Divorce is the main reason people use collaborative family law in Oakbrook Terrace, IL. However, it can apply in other family law matters, such as child custody and child support, that do not necessarily involve divorce. Whatever the issue at hand, the goal is to figure disputes out by working together. In a collaborative divorce:
- The parties agree to use negotiation and cooperation versus litigation to reach a divorce settlement.
- Lawyers sign the participation agreement, too. If these collaborative efforts fail, the lawyers might not be able to represent the parties during litigation. This gives the collaborative lawyers another incentive to do their best during collaborative proceedings.
- The participation agreement requires the parties to negotiate in good faith toward a fair resolution both spouses can accept.
- The parties and their lawyers meet at least a few times to work out the issues.
- Third parties such as financial advisors, mental health professionals, or child specialists can help.
What Are the Benefits of Collaborative Family Law for Resolving Disputes in Illinois?
There are many benefits to using a collaborative process in family law. One of the biggest is having control over the outcome.
Control
In traditional litigation, a judge has the final say. No matter how clear and well-documented a case is, a judge might see things differently. Going to court can mean a major setback if the judge’s decision does not go your way.
Customization
The spouses can be flexible and creative when addressing their issues. They have enough control over the process to come up with solutions that fit each family member. Meanwhile, traditional litigation is black and white. There really isn’t room for a judge to deliver tailored solutions.
Quicker and Less Stressful
Traditional litigation in Oakbrook Terrace, IL, can be expensive and emotionally draining. A litigated divorce can take years and put people’s lives on hold. It’s also tough to come back quickly from the strain of such a divorce. Conversely, a collaborative divorce is more streamlined.
Co-Parenting
Collaborative divorce can serve as a model for co-parents on how to address thorny issues for the sake of their children. Co-parents may learn how to communicate better with each other. They might understand where the other parent is coming from, if not necessarily agree with the parent’s perspective.
Privacy
Traditional litigation means public court proceedings. Meanwhile, a collaborative divorce takes place in private settings. Also, the participation agreement typically stipulates that anything the parties say cannot be used against them later in litigation if the collaborative process fails.

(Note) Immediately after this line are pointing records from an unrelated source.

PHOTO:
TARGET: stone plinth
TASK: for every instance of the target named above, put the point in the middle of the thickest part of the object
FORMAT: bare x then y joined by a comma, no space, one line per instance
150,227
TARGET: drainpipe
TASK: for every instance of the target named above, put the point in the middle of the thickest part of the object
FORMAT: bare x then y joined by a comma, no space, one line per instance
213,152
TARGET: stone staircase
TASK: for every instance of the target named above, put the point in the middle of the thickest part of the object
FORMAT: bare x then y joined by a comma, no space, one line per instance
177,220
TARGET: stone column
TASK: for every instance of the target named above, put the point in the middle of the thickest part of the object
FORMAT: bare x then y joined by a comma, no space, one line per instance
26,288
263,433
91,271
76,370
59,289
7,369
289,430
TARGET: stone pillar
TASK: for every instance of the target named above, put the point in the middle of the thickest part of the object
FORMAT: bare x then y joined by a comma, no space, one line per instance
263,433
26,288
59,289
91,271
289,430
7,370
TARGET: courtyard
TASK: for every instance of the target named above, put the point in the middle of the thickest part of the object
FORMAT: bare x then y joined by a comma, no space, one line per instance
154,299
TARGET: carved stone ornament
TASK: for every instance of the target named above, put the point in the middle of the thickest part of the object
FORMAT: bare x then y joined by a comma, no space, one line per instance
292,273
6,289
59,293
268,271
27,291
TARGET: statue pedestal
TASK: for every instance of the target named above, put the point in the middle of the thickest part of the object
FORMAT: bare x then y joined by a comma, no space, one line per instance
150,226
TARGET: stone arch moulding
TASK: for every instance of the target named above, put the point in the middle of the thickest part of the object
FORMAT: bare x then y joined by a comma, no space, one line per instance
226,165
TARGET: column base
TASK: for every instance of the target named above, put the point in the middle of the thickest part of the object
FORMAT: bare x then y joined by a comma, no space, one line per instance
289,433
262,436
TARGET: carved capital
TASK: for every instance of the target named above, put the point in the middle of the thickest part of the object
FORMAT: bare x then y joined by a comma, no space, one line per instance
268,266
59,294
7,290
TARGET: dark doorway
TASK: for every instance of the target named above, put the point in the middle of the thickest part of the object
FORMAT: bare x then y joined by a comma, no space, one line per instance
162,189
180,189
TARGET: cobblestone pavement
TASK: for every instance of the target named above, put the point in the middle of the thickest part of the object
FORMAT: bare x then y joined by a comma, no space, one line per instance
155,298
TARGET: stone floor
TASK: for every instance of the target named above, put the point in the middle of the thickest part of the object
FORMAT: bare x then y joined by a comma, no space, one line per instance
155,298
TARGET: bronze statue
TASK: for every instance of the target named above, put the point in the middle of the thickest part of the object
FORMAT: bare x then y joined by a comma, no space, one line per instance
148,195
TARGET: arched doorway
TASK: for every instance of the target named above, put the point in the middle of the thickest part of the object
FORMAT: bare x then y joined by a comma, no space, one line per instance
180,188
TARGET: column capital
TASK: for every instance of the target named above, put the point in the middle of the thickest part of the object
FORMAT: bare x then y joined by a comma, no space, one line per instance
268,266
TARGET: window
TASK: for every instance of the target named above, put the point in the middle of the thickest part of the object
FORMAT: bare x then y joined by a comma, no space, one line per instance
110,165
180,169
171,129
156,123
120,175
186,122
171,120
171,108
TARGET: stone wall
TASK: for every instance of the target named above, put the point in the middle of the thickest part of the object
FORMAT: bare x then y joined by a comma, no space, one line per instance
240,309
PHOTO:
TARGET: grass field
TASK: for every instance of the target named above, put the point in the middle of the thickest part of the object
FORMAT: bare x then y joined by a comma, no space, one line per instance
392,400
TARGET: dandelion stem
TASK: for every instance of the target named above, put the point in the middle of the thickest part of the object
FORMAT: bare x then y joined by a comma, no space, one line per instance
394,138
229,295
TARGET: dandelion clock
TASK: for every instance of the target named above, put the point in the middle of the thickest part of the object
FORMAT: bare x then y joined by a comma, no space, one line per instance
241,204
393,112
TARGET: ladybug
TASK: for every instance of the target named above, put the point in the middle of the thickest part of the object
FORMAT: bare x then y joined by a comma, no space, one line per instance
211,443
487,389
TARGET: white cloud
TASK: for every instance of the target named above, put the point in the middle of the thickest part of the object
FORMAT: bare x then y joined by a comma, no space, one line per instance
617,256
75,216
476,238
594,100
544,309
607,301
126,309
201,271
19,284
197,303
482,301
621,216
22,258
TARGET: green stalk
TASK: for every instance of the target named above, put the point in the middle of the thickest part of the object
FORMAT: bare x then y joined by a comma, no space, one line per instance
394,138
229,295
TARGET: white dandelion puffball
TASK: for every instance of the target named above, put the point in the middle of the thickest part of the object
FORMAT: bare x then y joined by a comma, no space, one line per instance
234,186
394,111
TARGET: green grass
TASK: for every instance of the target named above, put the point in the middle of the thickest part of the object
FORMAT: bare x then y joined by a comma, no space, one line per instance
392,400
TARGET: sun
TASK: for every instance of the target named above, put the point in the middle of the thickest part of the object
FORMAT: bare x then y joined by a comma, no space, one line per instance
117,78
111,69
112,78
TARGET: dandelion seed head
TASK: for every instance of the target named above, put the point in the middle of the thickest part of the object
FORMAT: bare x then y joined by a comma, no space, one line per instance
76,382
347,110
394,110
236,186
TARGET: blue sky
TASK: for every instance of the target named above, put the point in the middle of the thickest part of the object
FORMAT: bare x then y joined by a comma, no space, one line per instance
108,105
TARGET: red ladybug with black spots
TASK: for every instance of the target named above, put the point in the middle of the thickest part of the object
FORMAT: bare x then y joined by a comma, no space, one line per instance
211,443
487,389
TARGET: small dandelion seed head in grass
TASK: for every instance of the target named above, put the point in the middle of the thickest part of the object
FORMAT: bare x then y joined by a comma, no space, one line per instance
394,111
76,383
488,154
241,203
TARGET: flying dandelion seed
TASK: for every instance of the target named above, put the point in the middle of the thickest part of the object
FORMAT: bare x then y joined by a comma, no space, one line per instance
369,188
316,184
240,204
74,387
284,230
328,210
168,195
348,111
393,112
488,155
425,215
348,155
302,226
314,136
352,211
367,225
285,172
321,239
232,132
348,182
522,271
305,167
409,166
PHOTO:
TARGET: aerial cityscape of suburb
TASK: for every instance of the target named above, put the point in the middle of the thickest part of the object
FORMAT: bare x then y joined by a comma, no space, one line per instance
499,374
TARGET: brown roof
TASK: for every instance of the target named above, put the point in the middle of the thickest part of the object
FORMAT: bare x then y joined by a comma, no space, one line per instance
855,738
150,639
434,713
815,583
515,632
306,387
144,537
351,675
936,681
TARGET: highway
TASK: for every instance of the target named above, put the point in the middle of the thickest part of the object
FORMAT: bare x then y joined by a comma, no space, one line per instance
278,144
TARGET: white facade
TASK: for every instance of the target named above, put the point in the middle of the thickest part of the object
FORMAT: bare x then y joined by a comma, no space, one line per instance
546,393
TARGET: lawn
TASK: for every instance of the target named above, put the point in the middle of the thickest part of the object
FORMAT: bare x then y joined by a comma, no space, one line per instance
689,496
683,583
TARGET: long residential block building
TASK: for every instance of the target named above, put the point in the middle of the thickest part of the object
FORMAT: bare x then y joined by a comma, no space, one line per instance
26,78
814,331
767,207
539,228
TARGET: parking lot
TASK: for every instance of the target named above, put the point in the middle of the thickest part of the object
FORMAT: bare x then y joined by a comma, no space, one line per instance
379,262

How Does Collaborative Family Law Work?
A collaborative divorce and other collaborative family law processes are voluntary. For example, one party might speak to his or her attorney, who then suggests it to the other side. After doing research and discussing matters with their attorneys, both spouses might agree to proceed. In collaborative family law, there is an overarching commitment to working together and avoiding litigation.
The process requires true commitment to being transparent and negotiating in good faith. For instance, the participation agreement says that the parties should fully and voluntarily disclose pertinent information. If they fail to do this, it undermines the process and may eventually lead to litigation.
However, it can be difficult sometimes to voluntarily disclose information you would rather not share with your soon-to-be ex-spouse. Your attorney can help ground you and guide you through the process.
What Is the Role of Your Attorney During the Collaborative Divorce Process?
An uncontested divorce lawyer trained in collaborative matters can be a great person to have by your side. Your lawyer makes sure that a collaborative divorce makes sense for you.
Collaboration may not be a good idea in situations involving abuse of any kind or power imbalances. Similarly, a lack of trust or a high level of conflict may doom the process from the start. If one of the parties is focused on “winning,” collaboration may not be the best option, either.
Other important purposes your attorney serves include explaining your options and the outcomes of the various choices you have during the collaborative process. Many people go into divorce proceedings unsure of what they want and what they can do. Your attorney advocates on your behalf and represents your interests during negotiations, whether they are about dividing assets, calculating child support, or creating parenting plans.
Divorce involves a lot of paperwork. Your attorney stays on top of filing documents and meeting deadlines. Your attorney verifies that you understand the implications of any agreements you make. The goal is for you to be OK with your decisions years down the road.
Despite the nature of a collaborative approach to divorce, disputes may arise. When necessary, an attorney can involve mediators or financial professionals to find solutions. The work of a collaborative family law attorney is interdisciplinary and often requires cooperating with child specialists, mental health experts, and others.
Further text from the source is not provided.